Last night I was in a restaurant on Bondi Beach when an attractive full breasted blonde woman from a neighbouring table leaned across and asked if she could come and see my ‘stack’ . When she came across she asked me if it was real or fake, then moved to my wrist watch, a replica Rolex that belongs to my friend, he had asked me to change the rubber strap on it, laden with diamonds it was the kind of watch that belonged on wankers at the Met Gala, sponsored by watch companies that cling to celebrity these days like monkeys to a vine, swinging from one hot new actor to the next rising sports star and so on. I told her it was mostly fake, not entirely true, but she was not asking for the right reasons, and I have a girlfriend already.

It got me thinking about why I still do it. I do not need to stack my wrist, it was a cultural phenomenon I abhorred in the beginning, something I associated with people that didn’t work for anyone else, they inherited a family company or something similar. Sometimes it was the privilege of business owners who did not need to report to anyone or fit it. Whatever it’s cultural significance, it had become a bit of a parody in Australia, associated with recently single fathers trying to find themselves post a marriage breakdown, something that ended up being a Betooota Instagram post. Sadly, I fell into all categories.

However, I seem to be holding onto the stack despite my reasoning that it is time to let it go. I am now forty-six approaching forty-seven. I am not cool, my daughter reminds me of that every time we walk the streets and she asks me to use ‘inside voice’. I am so far removed from popular culture that I stare with my fuzzy vision sans spectacles trying to ascertain just who the fuck are these people at the Met Gala. I wonder if Ana Wintour wakes up on the eve and says to herself ‘here we fucking go again’ desperately clinging to a need to stay culturally relevant in an all out assault to make herself memorable to more than the generation that she belonged to.

And it all comes about so quickly you know. One minute you are the whipper snapper desperate to prove yourself with your product and your writing, adapting from blogs to YouTube to Instagram, now Tik Tok; then, one day, as Pink Floyd once sang ‘ten years have got behind you, no one told you when to run, you missed the starting gun’.

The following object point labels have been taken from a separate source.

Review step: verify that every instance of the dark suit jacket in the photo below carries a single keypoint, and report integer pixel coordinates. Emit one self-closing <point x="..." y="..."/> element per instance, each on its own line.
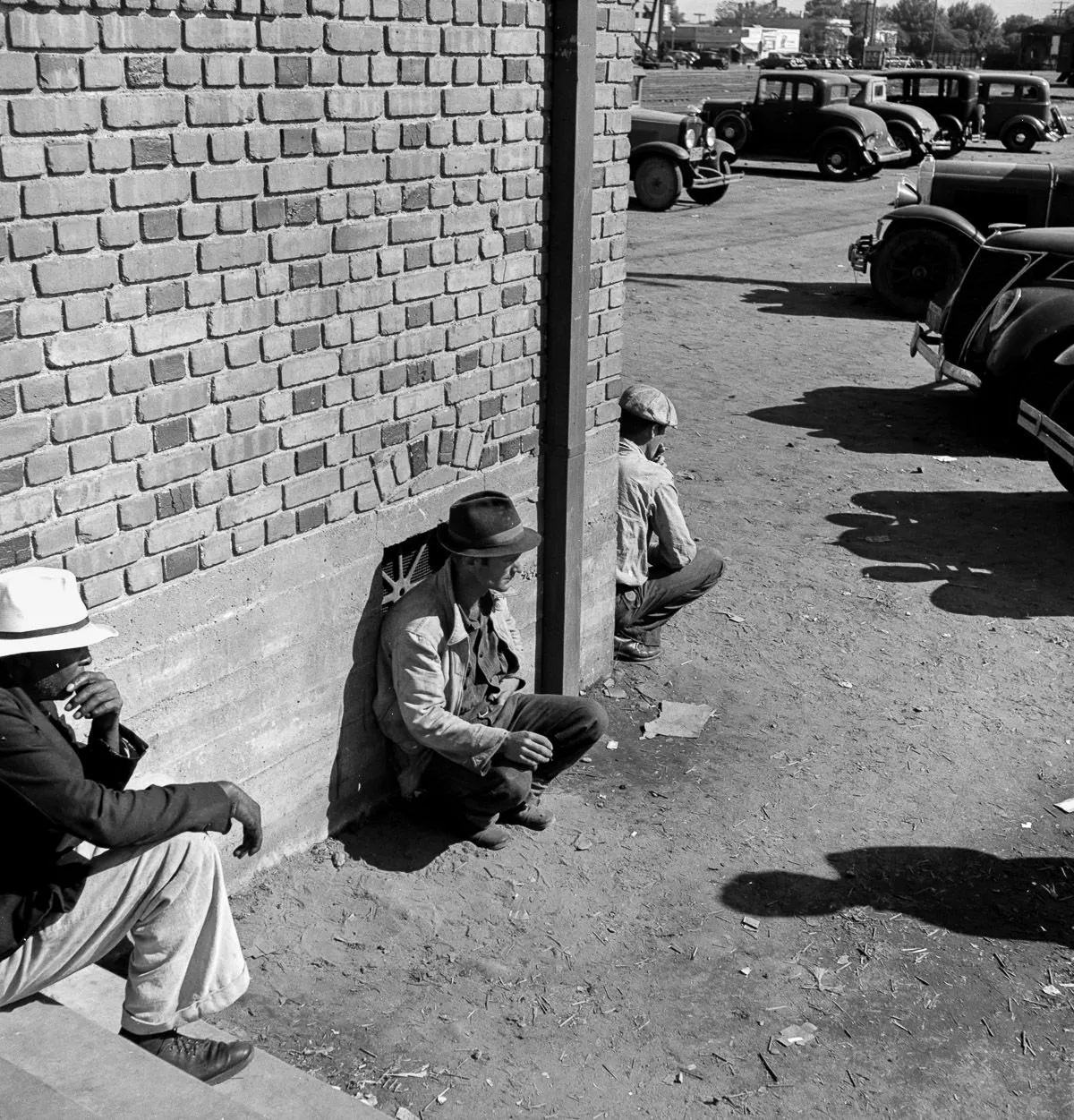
<point x="55" y="793"/>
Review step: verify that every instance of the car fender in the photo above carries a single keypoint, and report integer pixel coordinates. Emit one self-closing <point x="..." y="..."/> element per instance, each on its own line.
<point x="840" y="133"/>
<point x="936" y="218"/>
<point x="1037" y="125"/>
<point x="659" y="148"/>
<point x="1042" y="327"/>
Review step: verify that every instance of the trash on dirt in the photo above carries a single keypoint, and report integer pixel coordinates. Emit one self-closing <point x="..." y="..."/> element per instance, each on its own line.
<point x="797" y="1035"/>
<point x="678" y="721"/>
<point x="729" y="616"/>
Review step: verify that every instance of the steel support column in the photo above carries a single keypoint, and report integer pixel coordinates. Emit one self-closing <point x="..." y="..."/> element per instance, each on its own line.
<point x="567" y="343"/>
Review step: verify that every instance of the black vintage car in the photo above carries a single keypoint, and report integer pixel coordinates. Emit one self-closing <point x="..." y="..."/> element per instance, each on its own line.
<point x="913" y="129"/>
<point x="952" y="97"/>
<point x="671" y="152"/>
<point x="923" y="244"/>
<point x="1008" y="329"/>
<point x="806" y="115"/>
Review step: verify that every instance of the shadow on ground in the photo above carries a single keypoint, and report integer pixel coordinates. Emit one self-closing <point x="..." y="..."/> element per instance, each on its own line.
<point x="396" y="839"/>
<point x="958" y="888"/>
<point x="925" y="419"/>
<point x="1003" y="556"/>
<point x="800" y="297"/>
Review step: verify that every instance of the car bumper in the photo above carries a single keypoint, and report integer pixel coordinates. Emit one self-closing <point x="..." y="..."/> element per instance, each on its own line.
<point x="860" y="252"/>
<point x="930" y="345"/>
<point x="1057" y="440"/>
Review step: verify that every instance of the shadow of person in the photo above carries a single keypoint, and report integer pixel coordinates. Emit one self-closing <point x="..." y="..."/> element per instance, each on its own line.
<point x="958" y="888"/>
<point x="876" y="419"/>
<point x="399" y="838"/>
<point x="1006" y="556"/>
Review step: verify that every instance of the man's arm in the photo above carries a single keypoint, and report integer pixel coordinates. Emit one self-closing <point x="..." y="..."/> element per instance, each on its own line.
<point x="676" y="548"/>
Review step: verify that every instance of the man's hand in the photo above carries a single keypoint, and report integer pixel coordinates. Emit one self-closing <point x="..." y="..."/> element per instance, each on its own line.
<point x="248" y="813"/>
<point x="526" y="748"/>
<point x="94" y="696"/>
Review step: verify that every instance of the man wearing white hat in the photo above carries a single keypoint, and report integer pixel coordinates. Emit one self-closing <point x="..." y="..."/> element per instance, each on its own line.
<point x="159" y="882"/>
<point x="659" y="566"/>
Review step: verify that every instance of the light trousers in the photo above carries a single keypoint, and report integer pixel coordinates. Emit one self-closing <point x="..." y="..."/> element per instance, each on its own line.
<point x="170" y="898"/>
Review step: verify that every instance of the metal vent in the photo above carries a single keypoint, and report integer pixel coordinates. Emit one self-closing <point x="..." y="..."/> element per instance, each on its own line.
<point x="406" y="565"/>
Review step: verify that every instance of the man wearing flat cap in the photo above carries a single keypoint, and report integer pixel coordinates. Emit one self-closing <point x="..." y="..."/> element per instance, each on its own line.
<point x="465" y="737"/>
<point x="659" y="566"/>
<point x="159" y="882"/>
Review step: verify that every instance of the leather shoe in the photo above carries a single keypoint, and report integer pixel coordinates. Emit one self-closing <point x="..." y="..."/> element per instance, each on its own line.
<point x="205" y="1058"/>
<point x="628" y="648"/>
<point x="530" y="816"/>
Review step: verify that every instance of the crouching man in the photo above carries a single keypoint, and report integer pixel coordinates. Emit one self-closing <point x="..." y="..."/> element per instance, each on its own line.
<point x="160" y="879"/>
<point x="448" y="687"/>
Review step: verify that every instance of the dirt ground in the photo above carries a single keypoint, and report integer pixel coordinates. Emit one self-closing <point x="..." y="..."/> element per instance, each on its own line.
<point x="861" y="846"/>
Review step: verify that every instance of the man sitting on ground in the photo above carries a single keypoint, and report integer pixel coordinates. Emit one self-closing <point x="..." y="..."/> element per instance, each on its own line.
<point x="659" y="567"/>
<point x="448" y="688"/>
<point x="160" y="880"/>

But then now that you are a relic, and I must admit I am being a little too self deprecative, but for a reason, but now that you are, you are left with a freedom that since you no longer have anyone to impress, you can simply choose what you like.

Which leads me back to my stack. I don’t wear necklaces, I find them uncomfortable, I turned my very last one into a snake chain bracelet which wraps double, I don’t like rings they annoy me and again, uncomfortable. But the wrist watch and the stack are playful additions that you can be chopped and changed to suit. They remain the only way I wish to wear any jewellery and for the time being, middle aged as I am, culturally less relevant, but now free to choose as would please me, the stack stays.